— Я, очевидно, не могу. Пока пересиливает ненависть к этим средствам. Пока правдой будем добывать правду.
Этические нормы, которым он следовал в жизни, находились в самой прочной связи с эстетическими принципами, которым он следовал в искусстве.
Провозгласив в первых же манифестах главной задачей выявление киноправды средствами Кино-Глаза, Вертов не уходил от искусства, а устремлялся к нему.
Каждая стадия киноглазовского проникновения в действительность отвечала этому устремлению.
— Долой искусство, — говорил Вертов. — Мы вводим на экран живую жизнь.
Но жизнь, перенесенная с помощью кинокамеры на экран, не является прямым эквивалентом действительности. Рамка кадра, ограничивающая действительность, — уже сама по себе условность, априорно принимаемая и теми, кто снимает, и теми, кто сидит в зрительном зале.
Однако на стадии съемки при киноглазовском подходе к ней первоэлементы искусства неизбежно должны были возникать не только поэтому.
Вертов призывал к тщательной избирательности фактов, к фиксации тех, которые способны сконцентрировать в себе существенные моменты жизненного явления, а такая избирательность прямо вела к образной обобщенности.
Требования, которые Вертов предъявлял к съемке, не означали ничего другого, кроме его вступления на путь искусства, как бы он от искусства ни открещивался.
Тем более что съемкой движение по этому пути не заканчивалось.
Двигаясь дальше, Вертов расширял пределы художественной условности.
Кино-Глаз предусматривал элементы условности не только при съемке.
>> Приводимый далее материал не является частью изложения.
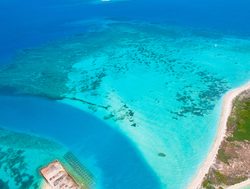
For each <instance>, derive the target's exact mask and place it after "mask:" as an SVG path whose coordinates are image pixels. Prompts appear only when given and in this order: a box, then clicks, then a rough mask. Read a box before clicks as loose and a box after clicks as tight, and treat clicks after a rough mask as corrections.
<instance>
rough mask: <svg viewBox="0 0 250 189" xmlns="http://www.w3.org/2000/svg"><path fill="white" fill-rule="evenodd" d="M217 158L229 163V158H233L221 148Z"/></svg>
mask: <svg viewBox="0 0 250 189" xmlns="http://www.w3.org/2000/svg"><path fill="white" fill-rule="evenodd" d="M217 158H218V159H219V160H220V161H222V162H223V163H226V164H229V162H228V160H229V159H230V158H231V157H230V155H229V154H226V152H225V150H224V149H222V148H221V149H219V151H218V155H217Z"/></svg>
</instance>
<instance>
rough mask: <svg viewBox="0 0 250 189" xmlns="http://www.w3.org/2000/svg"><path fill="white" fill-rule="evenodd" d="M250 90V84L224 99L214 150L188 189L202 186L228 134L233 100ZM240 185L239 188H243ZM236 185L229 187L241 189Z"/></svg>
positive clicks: (193, 180) (225, 96)
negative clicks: (204, 177)
mask: <svg viewBox="0 0 250 189" xmlns="http://www.w3.org/2000/svg"><path fill="white" fill-rule="evenodd" d="M247 89H250V82H248V83H247V84H245V85H243V86H241V87H239V88H236V89H233V90H231V91H229V92H228V93H227V94H226V95H225V96H224V98H223V104H222V111H221V117H220V121H219V125H218V131H217V136H216V138H215V141H214V144H213V146H212V149H211V150H210V152H209V154H208V156H207V158H206V160H205V161H204V163H203V164H202V165H201V167H200V169H199V170H198V172H197V174H196V175H195V177H194V179H193V180H192V182H191V184H190V185H189V186H188V189H198V188H200V186H201V183H202V181H203V178H204V176H205V175H206V174H207V173H208V170H209V168H210V167H211V166H212V165H213V163H214V161H215V158H216V155H217V152H218V150H219V147H220V144H221V142H222V141H223V139H224V137H225V134H226V128H227V119H228V117H229V115H230V113H231V109H232V105H233V100H234V98H235V97H236V96H238V95H239V94H240V93H242V92H243V91H245V90H247ZM242 184H243V186H247V185H249V184H250V181H249V180H248V182H243V183H242ZM243 186H242V185H240V186H239V187H240V188H241V187H243ZM239 187H237V186H236V185H235V187H234V186H231V187H229V188H230V189H236V188H239Z"/></svg>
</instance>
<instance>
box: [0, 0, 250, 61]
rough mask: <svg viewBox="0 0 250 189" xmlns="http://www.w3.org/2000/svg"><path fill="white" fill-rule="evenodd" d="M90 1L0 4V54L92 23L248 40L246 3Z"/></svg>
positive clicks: (16, 48) (229, 2)
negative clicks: (181, 32)
mask: <svg viewBox="0 0 250 189" xmlns="http://www.w3.org/2000/svg"><path fill="white" fill-rule="evenodd" d="M90 2H91V0H73V1H70V0H53V1H50V0H43V1H41V0H26V1H20V0H1V1H0V22H1V23H2V26H1V30H0V41H1V45H0V55H1V57H5V58H6V57H9V56H10V55H13V53H15V52H16V51H17V50H18V49H21V48H25V47H32V46H34V45H37V44H40V43H43V42H47V41H49V40H53V39H57V38H60V37H63V36H67V35H70V34H73V33H77V32H82V31H83V29H84V28H82V27H80V28H78V27H75V28H72V27H67V25H66V24H67V23H69V22H73V21H77V20H83V19H95V18H97V19H98V18H103V17H104V18H115V19H121V20H124V19H125V20H127V19H132V20H142V21H150V22H158V23H159V22H164V23H170V24H177V25H178V24H179V25H184V26H188V27H196V28H199V29H202V28H209V29H212V30H215V31H221V32H225V33H228V34H235V35H242V36H249V35H250V24H249V20H250V3H249V1H248V0H239V1H235V0H228V1H226V0H210V1H208V0H190V1H188V0H153V1H152V0H129V1H122V2H115V1H114V2H112V1H111V2H106V3H97V4H95V3H90Z"/></svg>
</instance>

Речь шла также о совмещении запечатленных жизненных фактов с условностью различных форм интерпретации подлинных событий на экране, образного постижения скрытого в них смысла.
Вертов яростно отвергал игру, но, провозглашая Кино-Глаз, не уходил от нее, а тоже устремлялся к ней.
Он навсегда остался противником игры, подразумевающей всевозможные виды бутафории и инсценировки.
Но он бесстрашно устремился в теории (а вскоре устремится и в практике, вызвав огонь на себя со стороны даже недавних единомышленников) навстречу разнообразным проявлениям игры творческого воображения. Именно такая игра, диктуя свои правила, позволит преодолеть внешнее правдоподобие во имя открытия правды сути.
Вертов требовал, чтобы съемка действительности осуществлялась в момент «неигры», то есть естественного состояния действительности, когда она съемкой не потревожена.
Но легко заметить, что Кино-Глаз, ставя задачу не воспроизведения, а воссоздания действительности, ее анализа, предполагал игру в момент съемки. Со стороны не тех, кого снимают, а тех, кто снимает.
Отвергая игру перед кинокамерой, Вертов отнюдь не отвергал ее за кинокамерой. Начиная от таких форм игры, как рапидная съемка, когда на экране возникает действие, не соответствующее действительности, и кончая монтажными сцеплениями, не соответствующими реальному течению фактов. Однако то и другое, как и многие иные формы игры творческого воображения художника, становившиеся с годами все более тонкими и изобретательными, свободно использовались Вертовым, если они соответствовали логике познания мира.
Многие вертовские утверждения нередко прямо вырастали из его же отрицаний, а отрицания нередко непосредственно вытекали из того, что он утверждал.
Но из полемических соображении Вертов в каждом случае был столь категоричен, что соединить множество разбегавшихся по своим дорожкам нитей в один клубок читателю было действительно нелегко.
Ухватиться бы за одну нить, на ней построив свое отношение (отрицательное или положительное) к Вертову, и этого, казалось, довольно.
Но отсутствие связки между одной из нитей с другими чаще всего и приводило ко многим неточностям в оценках вертовского пути, к пониманию Кино-Глаза то как авангардистского выверта, то как какого-то загиба — в левую или в правую сторону.
Заложив прочный фундамент теории Кино-Глаза в первых своих выступлениях, Вертов затем во множестве своих статей, в своих киножурналах и фильмах ее развивал, объяснял, уточнял.
Киноправда, рожденная Кино-Глазом, это не какая-то одна статья Вертова и не какой-то отдельный его фильм.
Это вся его жизнь.
Это и стихотворные строки Вертова. Своеобразный ответ современникам и завет тем, кто пойдет вслед за ним.